Elbette ülke genelinde durum bu ama çok küçük bir grup için işler farklı. Onlar çocuklarının düğününü üç gün üç gece yapmaya devam ediyor.
Memleketin iki farklı yüzü işte!
Bir yüzde bin bir güçlükle hayat kuran, hayata tutunmaya çalışan milyonlar. Diğer yüzde ayrıcalıklı küçük bir grup.
Bu milyonlar için kendi sorunlarımız yetmezmiş gibi başımıza bir de yükselen ABD enflasyonu derdi çıktı.
Öyle ki ABD’de açıklanan enflasyon oranları ABD vatandaşlarından çok bizi ilgilendirir hale geldi.
Neden?
Çünkü ABD’de enflasyonun yüksek olması demek, ABD’nin mevcut para politikasını değiştirme ihtimalinin artması demek. Siz her Merkez Bankası’nı bizimki gibi mi sandınız? Baktılar enflasyon kalıcı bir şekilde yükseliyor, hiç düşünmezler gereğini yaparlar.
Önce piyasaya verdikleri dolarların miktarlarını azaltırlar, sonra piyasadan o dolarları faizleri arttırarak geri çekmeye başlarlar. Tıpkı 2008 krizinden sonra yaptıkları gibi. Öyle olunca da TL yeniden değer kaybetmeye, Türkiye›de de enflasyon daha da artmaya devam eder!
Dün işte o gözlerimizi çevirdiğimiz ABD enflasyonu açıklandı. Salgından önce yüzde 2 enflasyon hedefine ulaşmaya çalışan ABD’de salgın ile bozulan dengeler fiyatlarda da kendini gösterdi.
Haziran ayında yıllık enflasyon beklentilerin üzerinde bir artışla yüzde 5,4 olarak gerçekleşti. ABD’de bu seviyede bir enflasyon oranı en son Ağustos 2008’de görülmüştü. Geçtiğimiz ay da yüzde 5 seviyesine çıkınca piyasalar bir allak bullak olmuştu. Dün de veri açıklanmadan önce 8,60 TL’nin altında işlem gören ABD Doları veri açıklandıktan sonra 8,60’ın üzerine çıktı.
İşin kötü tarafı bugün bir de TCMB’nin Para Politikası Kurulu (PPK) toplantısı var. Düşünün normalde müdahale edebilecek fırsatımızın olması iyi gibi görülür ama bizde tam tersi!
Çünkü bu toplantıda TCMB’nin derdi bizde yükselen enflasyon kadar bir de ABD’de enflasyondaki artış olacak. Faiz indirmek için fırsat kollayan TCMB, bu şartlarda hükümetin kendisinden istediği faiz indirimini bir süre daha veremeyecek gibi görünüyor.
Bu arada ise Türkiye ciddi zaman kaybetmeye devam edecek..
Hatırlayın 2020’de pandemi patladığında Cumhurbaşkanı Erdoğan salgın krizini fırsata çevirebiliriz demişti. Ancak biz tam tersi salgın krizini yanlış işlerle birleştirip daha büyük krize çevirdik.
Salgın şokuyla başlayan ABD’deki parasal genişlemenin bize sunabileceği fırsatları ve TL’nin istikrar kazanması ile ilgili imkanı kullanmadık.

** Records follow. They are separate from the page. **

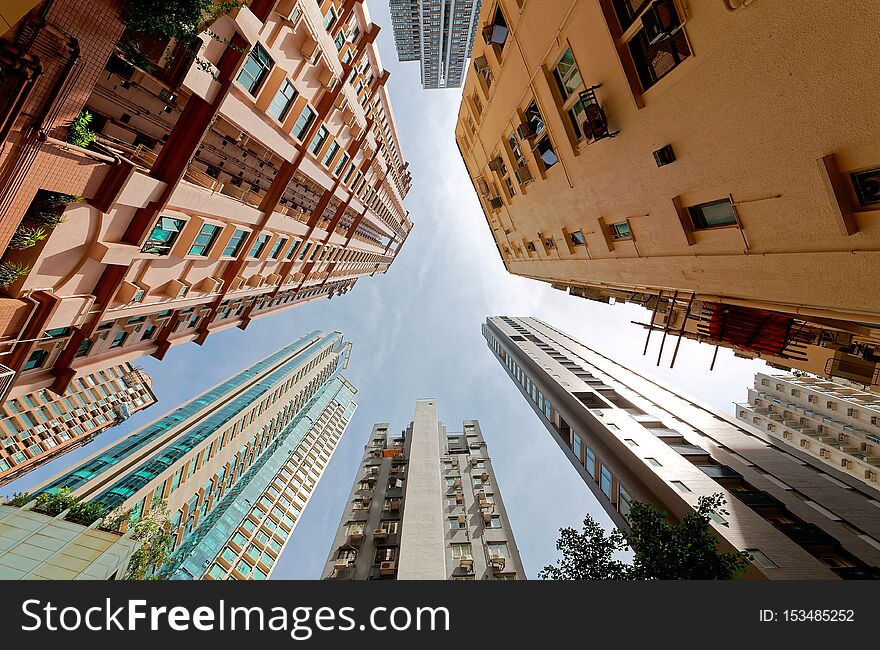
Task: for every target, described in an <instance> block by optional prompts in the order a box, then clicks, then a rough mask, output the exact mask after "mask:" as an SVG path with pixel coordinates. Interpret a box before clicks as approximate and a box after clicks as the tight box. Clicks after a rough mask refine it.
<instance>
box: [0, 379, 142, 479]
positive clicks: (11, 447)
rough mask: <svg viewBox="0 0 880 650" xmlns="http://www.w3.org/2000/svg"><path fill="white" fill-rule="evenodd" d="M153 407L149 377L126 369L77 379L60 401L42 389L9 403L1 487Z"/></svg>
mask: <svg viewBox="0 0 880 650" xmlns="http://www.w3.org/2000/svg"><path fill="white" fill-rule="evenodd" d="M155 403H156V396H155V395H154V394H153V390H152V380H151V379H150V376H149V375H148V374H147V373H146V372H144V371H143V370H141V369H139V368H134V367H133V366H132V365H131V364H130V363H124V364H122V365H119V366H112V367H110V368H107V370H99V371H97V372H95V373H92V374H90V375H85V376H83V377H80V378H78V379H75V380H74V381H73V382H72V383H71V384H70V386H68V388H67V391H66V392H65V393H64V395H62V396H59V395H56V394H54V393H51V392H49V391H47V390H42V389H41V390H37V391H34V392H32V393H25V394H24V395H21V396H19V397H17V398H15V399H11V400H9V401H7V402H6V403H5V404H4V405H3V408H2V420H0V426H2V432H0V435H2V443H0V485H3V484H4V483H8V482H9V481H13V480H15V479H18V478H21V477H22V476H24V475H25V474H27V473H28V472H30V471H31V470H34V469H36V468H37V467H39V466H40V465H42V464H43V463H46V462H48V461H50V460H53V459H54V458H57V457H58V456H61V455H63V454H66V453H67V452H68V451H71V450H73V449H76V448H77V447H80V446H82V445H85V444H88V443H90V442H92V441H93V440H94V439H95V437H96V436H98V435H99V434H101V433H103V432H104V431H106V430H107V429H109V428H110V427H113V426H116V425H117V424H120V423H121V422H124V421H125V420H127V419H128V418H129V417H130V416H131V415H132V414H133V413H136V412H137V411H141V410H143V409H145V408H147V407H148V406H151V405H152V404H155Z"/></svg>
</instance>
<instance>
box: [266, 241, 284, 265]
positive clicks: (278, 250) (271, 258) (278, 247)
mask: <svg viewBox="0 0 880 650" xmlns="http://www.w3.org/2000/svg"><path fill="white" fill-rule="evenodd" d="M286 243H287V237H279V238H278V241H276V242H275V243H274V244H273V245H272V250H271V251H270V252H269V259H273V260H277V259H278V256H279V255H281V250H282V249H283V248H284V245H285V244H286Z"/></svg>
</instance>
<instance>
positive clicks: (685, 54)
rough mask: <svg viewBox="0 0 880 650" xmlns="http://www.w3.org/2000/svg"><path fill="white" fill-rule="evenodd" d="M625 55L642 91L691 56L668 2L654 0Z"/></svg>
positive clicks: (678, 23) (665, 1) (668, 72)
mask: <svg viewBox="0 0 880 650" xmlns="http://www.w3.org/2000/svg"><path fill="white" fill-rule="evenodd" d="M629 52H630V55H631V56H632V60H633V63H634V64H635V67H636V71H637V72H638V75H639V81H640V83H641V85H642V89H643V90H647V89H648V88H650V87H651V86H653V85H654V84H655V83H657V82H658V81H660V80H661V79H662V78H663V77H665V76H666V75H667V74H669V73H670V72H671V71H672V70H674V69H675V68H676V67H678V65H679V64H680V63H681V62H682V61H684V60H685V59H686V58H688V57H689V56H690V55H691V50H690V46H689V45H688V42H687V38H686V37H685V35H684V30H682V29H681V19H679V17H678V12H677V11H676V9H675V3H674V2H673V1H672V0H656V1H655V2H654V3H653V6H651V7H650V8H649V9H648V10H647V11H646V12H645V13H644V14H643V17H642V28H641V29H640V30H639V31H638V32H636V35H635V36H634V37H633V38H632V40H631V41H630V42H629Z"/></svg>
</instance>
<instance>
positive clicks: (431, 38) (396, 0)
mask: <svg viewBox="0 0 880 650" xmlns="http://www.w3.org/2000/svg"><path fill="white" fill-rule="evenodd" d="M481 3H482V0H390V4H391V22H392V25H393V27H394V43H395V45H396V46H397V56H398V58H399V59H400V60H401V61H419V62H421V73H422V86H424V87H425V88H461V84H462V82H463V81H464V73H465V70H466V69H467V61H468V58H469V57H470V55H471V49H472V48H473V46H474V37H475V34H476V31H477V18H478V17H479V15H480V6H481Z"/></svg>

Tam tersine krizi derinleştirdik.
Şimdi işler terse dönüyor.
Salgın tam olarak bitmediği gibi fırsata çevireceğimiz bir ortam da kalmadı. Tam tersine dünyadaki rüzgarlar da aleyhimize esmeye başlayacak gibi görünüyor.
Kısa vadede buna hazırlık yapması gereken TCMB ise muhtemelen hem Türkiye’de hem ABD’de yüksek gelen enflasyonun mutsuzluğu içinde PPK toplantısına girecek.
Bu toplantıdan ne sonuç çıkar bilmek de mümkün değil!
Çünkü Türkiye bu belirsizliği temel alan yaklaşımla yola devam ederken bugün öğleden sonrasını dahi tahmin etmek imkansız.
Hal böyle olunca maalesef gençlerin sık kullandığı bir cümle ile bitirmek zorunda kalıyorum.
Kötü günler geride kaldı, sırada çok kötü günler var.